Vertebral osteomyelitis caused by P. mirabilis is rare. A retrospective cohort study reported that, among 253 episodes of vertebral osteomyelitis, only 5 cases were secondary to P. mirabilis infections [7]. The first case of vertebral osteomyelitis caused by P. mirabilis was published in 1934, in which the patient was infected after undergoing cystoscopy [8]. In the subsequent years, several case reports of vertebral osteomyelitis caused by P. mirabilis infection have been published [2, 3, 9,10,11,12,13]. Diagnoses have mostly been based on blood or urine culture results combined with radiological evidence, and some studies have confirmed P. mirabilis infection through direct biopsy and pus culture. The majority of patients have recovered completely after long-term treatment with antibiotics. The regimens and treatment durations have varied across studies; patients have been prescribed different antibiotics, including quinolone, cephalosporin, and aminoglycoside, with treatment periods lasting from 5 weeks to over 3 months. Surgery is occasionally necessary, particularly in cases involving abscesses formation or severe bone destruction. Immediate drainage of abscess, disc excision, and internal vertebral stabilization have been performed in these patients [3, 12].

Our patient initially presented with recurrent fever and P. mirabilis bacteremia, which was confirmed by three sets of positive P. mirabilis blood culture results in both of her previous admissions. We initially suspected a UTI to be the source of infection based on the patient’s quick response to antibiotic treatment. However, her fever recurred soon after discharge. This was an atypical clinical presentation of UTI. In addition, her persistent back pain and bilateral lower limbs weakness prompted us to consider the possibility of an undetected infectious source of bacteremia, such as an infective vertebral disease. Consequently, we investigated the matter more thoroughly. Vertebral osteomyelitis was detected through inflammation scans and MRI images. Although TB-induced vertebral osteomyelitis could not be ruled out, we judged that TB infection was not likely considering the patient’s past history, chest X-rays, and significant improvements with cefuroxime treatment. We did not perform surgical aspiration of the lesion because of opposition from the patient’s family; however, considering that P. mirabilis was the only pathogen detected in the blood cultures, vertebral osteomyelitis caused by P. mirabilis is the most likely final diagnosis.

Conclusions

Because chronic back pain in the older adult population is often dismissed as a common ailment, the diagnosis of spondylodiscitis requires a high index of suspicion.
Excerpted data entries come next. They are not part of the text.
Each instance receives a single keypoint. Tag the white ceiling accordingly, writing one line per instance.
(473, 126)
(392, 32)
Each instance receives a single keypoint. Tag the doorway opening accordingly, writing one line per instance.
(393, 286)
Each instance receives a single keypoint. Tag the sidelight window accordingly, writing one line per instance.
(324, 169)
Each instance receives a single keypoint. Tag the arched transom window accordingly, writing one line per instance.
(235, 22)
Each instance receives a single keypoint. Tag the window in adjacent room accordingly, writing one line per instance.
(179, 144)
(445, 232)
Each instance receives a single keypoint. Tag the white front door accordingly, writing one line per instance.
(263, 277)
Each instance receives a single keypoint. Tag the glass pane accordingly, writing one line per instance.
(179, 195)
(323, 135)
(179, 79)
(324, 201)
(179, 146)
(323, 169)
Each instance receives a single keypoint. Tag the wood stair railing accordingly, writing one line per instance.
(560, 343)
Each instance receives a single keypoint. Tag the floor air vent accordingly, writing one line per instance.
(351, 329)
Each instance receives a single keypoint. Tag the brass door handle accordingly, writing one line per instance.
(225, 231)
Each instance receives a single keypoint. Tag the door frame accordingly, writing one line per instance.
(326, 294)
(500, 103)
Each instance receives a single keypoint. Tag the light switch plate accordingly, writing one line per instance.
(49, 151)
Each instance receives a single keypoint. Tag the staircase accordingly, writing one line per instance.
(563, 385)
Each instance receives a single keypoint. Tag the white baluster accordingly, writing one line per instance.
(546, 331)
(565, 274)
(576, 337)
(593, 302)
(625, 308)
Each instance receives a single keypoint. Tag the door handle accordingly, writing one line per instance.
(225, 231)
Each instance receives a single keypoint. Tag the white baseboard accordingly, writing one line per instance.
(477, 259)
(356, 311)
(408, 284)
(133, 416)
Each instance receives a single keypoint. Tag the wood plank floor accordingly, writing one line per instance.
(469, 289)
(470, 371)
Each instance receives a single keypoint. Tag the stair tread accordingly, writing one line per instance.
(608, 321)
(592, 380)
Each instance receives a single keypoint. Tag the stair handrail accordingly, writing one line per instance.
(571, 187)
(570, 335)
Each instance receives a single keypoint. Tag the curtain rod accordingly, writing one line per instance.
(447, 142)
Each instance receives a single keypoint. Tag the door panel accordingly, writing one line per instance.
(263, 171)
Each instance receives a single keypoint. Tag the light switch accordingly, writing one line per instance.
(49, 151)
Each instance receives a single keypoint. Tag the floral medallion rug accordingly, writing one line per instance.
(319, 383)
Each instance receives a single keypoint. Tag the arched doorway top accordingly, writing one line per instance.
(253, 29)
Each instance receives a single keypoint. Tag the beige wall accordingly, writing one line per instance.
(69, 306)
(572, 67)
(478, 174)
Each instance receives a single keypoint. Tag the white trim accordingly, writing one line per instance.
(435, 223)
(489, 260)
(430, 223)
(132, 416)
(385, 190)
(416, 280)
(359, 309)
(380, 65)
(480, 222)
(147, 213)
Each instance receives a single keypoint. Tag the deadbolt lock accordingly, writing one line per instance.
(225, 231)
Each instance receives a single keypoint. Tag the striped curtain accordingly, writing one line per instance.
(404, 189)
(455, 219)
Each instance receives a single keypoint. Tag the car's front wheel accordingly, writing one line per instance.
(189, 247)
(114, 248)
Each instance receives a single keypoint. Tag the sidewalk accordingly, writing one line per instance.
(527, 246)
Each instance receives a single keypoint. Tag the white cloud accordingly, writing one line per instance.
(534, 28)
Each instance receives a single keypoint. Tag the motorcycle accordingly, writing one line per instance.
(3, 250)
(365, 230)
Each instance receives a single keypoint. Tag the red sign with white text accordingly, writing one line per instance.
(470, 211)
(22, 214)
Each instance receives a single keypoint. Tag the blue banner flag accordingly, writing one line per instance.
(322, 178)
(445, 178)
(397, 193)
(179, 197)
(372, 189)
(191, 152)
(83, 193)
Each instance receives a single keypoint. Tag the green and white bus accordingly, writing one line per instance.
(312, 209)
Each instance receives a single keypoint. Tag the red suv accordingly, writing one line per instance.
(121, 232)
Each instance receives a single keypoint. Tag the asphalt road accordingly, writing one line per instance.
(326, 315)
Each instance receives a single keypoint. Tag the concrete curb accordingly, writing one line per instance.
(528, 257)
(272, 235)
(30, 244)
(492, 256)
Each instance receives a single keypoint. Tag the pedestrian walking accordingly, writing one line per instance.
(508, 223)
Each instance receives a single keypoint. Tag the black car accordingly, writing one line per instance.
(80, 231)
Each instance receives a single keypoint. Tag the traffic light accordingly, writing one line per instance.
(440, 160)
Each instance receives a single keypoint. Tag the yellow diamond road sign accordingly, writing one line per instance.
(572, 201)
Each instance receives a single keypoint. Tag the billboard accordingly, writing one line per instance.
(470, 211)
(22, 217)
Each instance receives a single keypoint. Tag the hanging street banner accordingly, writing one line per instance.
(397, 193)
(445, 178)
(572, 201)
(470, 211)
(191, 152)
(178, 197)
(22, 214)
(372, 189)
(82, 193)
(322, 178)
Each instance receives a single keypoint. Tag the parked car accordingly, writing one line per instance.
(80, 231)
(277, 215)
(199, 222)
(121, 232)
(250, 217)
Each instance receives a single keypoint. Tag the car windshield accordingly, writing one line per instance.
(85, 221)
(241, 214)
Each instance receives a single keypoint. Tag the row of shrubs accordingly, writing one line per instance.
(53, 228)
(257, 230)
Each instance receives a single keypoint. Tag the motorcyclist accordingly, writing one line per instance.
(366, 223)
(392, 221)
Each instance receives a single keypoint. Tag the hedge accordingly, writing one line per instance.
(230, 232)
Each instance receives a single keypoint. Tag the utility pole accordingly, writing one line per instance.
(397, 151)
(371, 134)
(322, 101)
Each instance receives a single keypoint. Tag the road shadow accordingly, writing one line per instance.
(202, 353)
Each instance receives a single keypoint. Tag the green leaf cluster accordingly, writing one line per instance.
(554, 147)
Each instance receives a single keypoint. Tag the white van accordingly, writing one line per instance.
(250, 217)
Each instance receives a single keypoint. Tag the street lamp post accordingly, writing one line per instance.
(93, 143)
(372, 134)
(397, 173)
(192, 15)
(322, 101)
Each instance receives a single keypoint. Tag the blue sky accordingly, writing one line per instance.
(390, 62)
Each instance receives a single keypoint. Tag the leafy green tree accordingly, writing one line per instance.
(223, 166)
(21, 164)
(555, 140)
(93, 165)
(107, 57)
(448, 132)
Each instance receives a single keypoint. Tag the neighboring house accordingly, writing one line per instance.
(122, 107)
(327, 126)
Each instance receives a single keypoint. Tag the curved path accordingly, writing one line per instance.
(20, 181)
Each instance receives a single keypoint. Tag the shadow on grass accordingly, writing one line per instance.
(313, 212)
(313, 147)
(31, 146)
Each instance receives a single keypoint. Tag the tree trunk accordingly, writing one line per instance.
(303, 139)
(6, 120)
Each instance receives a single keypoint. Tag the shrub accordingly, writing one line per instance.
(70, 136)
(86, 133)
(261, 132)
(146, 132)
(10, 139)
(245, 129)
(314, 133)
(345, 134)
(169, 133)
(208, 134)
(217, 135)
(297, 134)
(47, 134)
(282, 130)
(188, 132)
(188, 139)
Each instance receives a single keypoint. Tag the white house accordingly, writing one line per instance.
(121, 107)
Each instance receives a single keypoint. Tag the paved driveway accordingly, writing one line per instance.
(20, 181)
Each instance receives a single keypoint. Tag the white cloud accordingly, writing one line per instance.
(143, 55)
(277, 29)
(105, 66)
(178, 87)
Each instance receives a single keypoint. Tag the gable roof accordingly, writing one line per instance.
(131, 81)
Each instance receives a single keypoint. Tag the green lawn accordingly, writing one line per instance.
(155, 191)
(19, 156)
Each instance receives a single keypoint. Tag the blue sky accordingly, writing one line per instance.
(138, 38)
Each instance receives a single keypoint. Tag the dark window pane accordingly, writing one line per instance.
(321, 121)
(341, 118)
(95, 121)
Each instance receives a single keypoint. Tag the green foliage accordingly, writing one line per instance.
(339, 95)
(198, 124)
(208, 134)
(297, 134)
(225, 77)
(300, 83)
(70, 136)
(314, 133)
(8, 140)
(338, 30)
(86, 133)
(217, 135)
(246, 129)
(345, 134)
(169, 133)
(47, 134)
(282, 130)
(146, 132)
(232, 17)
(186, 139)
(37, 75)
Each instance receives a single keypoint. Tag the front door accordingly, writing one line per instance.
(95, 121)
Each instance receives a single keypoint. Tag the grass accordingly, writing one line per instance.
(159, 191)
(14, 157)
Physicians should consider the possibility of undiscovered osteomyelitis when the patient presents with concurrent neurologic symptoms and bacteremia. Once TB osteomyelitis is ruled out, pyogenic osteomyelitis of other pathogens should be considered. Vertebral osteomyelitis caused by P. mirabilis is extremely rare, and old age, chronic renal failure, and diabetes mellitus are possible predisposing factors. Previous case reports have also indicated recurrent UTI episodes despite sufficient antibiotic treatment; this symptom, along with the presence of permanent indwelling urinary catheter, should alert clinicians to the possibility of causative pathogenic organisms other than S. aureus [2]. Vertebral osteomyelitis caused by P. mirabilis can be sufficiently treated with long-term antibiotics administrations; the duration of treatment was around 4 months in the present case, with intravenous injection for the first 3 weeks and oral admission for the remainder of treatment. Overall, the disease has a favorable prognosis.